Search code examples
pandasbioinformaticsgenome

Compare two cols of one file with another file of same cols and fetch the matches_large dataset_14GB


I have file1 of 650,000 rows with two cols, "Chr" and "Pos". I want to compare this file with dbsnp (file2) datadump and match with with Chr and Pos col present in dbSNP dump. Once matched, respective rsid's to be fetched. I tried using Python Panda's but my process is getting killed.
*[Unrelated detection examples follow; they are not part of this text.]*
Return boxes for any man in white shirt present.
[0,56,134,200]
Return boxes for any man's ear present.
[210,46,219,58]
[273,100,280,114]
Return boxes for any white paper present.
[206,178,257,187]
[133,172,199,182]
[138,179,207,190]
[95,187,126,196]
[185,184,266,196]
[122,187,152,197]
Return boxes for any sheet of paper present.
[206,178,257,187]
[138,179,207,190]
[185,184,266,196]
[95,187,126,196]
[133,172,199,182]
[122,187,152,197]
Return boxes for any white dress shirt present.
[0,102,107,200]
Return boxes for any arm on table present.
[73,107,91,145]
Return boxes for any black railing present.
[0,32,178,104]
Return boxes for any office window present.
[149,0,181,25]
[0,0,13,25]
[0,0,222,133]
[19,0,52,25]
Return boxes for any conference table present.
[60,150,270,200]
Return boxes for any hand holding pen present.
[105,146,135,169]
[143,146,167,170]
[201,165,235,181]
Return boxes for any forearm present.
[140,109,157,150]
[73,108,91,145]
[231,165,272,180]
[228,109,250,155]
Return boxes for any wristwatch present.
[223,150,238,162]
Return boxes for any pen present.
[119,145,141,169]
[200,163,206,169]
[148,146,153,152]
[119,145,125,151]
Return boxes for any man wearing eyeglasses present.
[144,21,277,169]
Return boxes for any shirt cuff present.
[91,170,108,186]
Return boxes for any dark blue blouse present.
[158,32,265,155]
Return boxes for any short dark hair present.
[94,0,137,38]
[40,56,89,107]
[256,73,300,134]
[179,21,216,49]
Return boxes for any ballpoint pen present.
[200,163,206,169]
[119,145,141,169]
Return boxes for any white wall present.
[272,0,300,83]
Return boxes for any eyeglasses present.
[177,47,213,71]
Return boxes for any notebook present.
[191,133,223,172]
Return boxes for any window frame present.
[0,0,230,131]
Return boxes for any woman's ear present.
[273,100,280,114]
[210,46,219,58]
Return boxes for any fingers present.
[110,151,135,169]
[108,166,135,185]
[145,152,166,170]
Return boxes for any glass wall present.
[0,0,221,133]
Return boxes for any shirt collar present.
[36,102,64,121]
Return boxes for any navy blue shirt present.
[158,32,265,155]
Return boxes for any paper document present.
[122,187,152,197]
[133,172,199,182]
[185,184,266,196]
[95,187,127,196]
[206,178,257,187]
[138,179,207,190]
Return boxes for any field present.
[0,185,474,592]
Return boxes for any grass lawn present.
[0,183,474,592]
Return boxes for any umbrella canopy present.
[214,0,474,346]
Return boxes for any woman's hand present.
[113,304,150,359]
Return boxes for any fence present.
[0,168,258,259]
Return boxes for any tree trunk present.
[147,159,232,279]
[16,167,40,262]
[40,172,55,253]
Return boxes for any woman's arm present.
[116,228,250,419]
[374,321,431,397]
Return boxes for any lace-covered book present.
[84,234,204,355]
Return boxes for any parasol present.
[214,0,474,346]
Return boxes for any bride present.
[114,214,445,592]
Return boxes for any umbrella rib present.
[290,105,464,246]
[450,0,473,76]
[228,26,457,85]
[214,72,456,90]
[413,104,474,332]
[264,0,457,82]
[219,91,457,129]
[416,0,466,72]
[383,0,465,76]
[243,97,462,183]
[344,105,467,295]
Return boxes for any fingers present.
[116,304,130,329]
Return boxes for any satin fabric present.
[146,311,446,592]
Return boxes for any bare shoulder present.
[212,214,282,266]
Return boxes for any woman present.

When it tried for 50000 rows it worked.

How can I fetch rsid for whole dataset (file1 = 650k rows) from dbSNP (file2)

#Program to compare Chr and Pos of a sample with dBSNP and fetching RSIDs
import pandas as pd
df1 = pd.read_csv("v2_infi_chr_pos.csv",sep='\t',dtype='unicode')
df2 = pd.read_csv("dbsnp150_header.txt",sep='\t',dtype='unicode')
df3 = pd.merge(df1, df2, on='Chr''Pos', how='inner')
export_csv = df3.to_csv (r'rsids_infiniumv2_hg38.txt', index = None, header=True)

Solution

  • As per Mohit's comment and reading through the Pandas 0.24.2 merge documentation, here is how I would go about it -

    # Program to compare Chr and Pos of a sample with dBSNP and fetching RSIDs
    
    # import pandas
    import pandas as pd
    
    # read in data files
    df1 = pd.read_csv("v2_infi_chr_pos.csv",sep='\t',dtype='unicode')
    df2 = pd.read_csv("dbsnp150_header.txt",sep='\t',dtype='unicode')
    
    # merge on matched columns 
    df3 = df1.merge(df2, on=['Chr', 'Pos'], how='inner')
    
    # export merged df to file
    export_csv = df3.to_csv (r'rsids_infiniumv2_hg38.txt', index = None, header=True)
    

    The on parameter in df.merge() takes in a single label or multiple labels as a list. Since you want to match on multiple columns, supplying a list of column names would work.

    Also, how is your process getting killed? Posting your error message would be more helpful.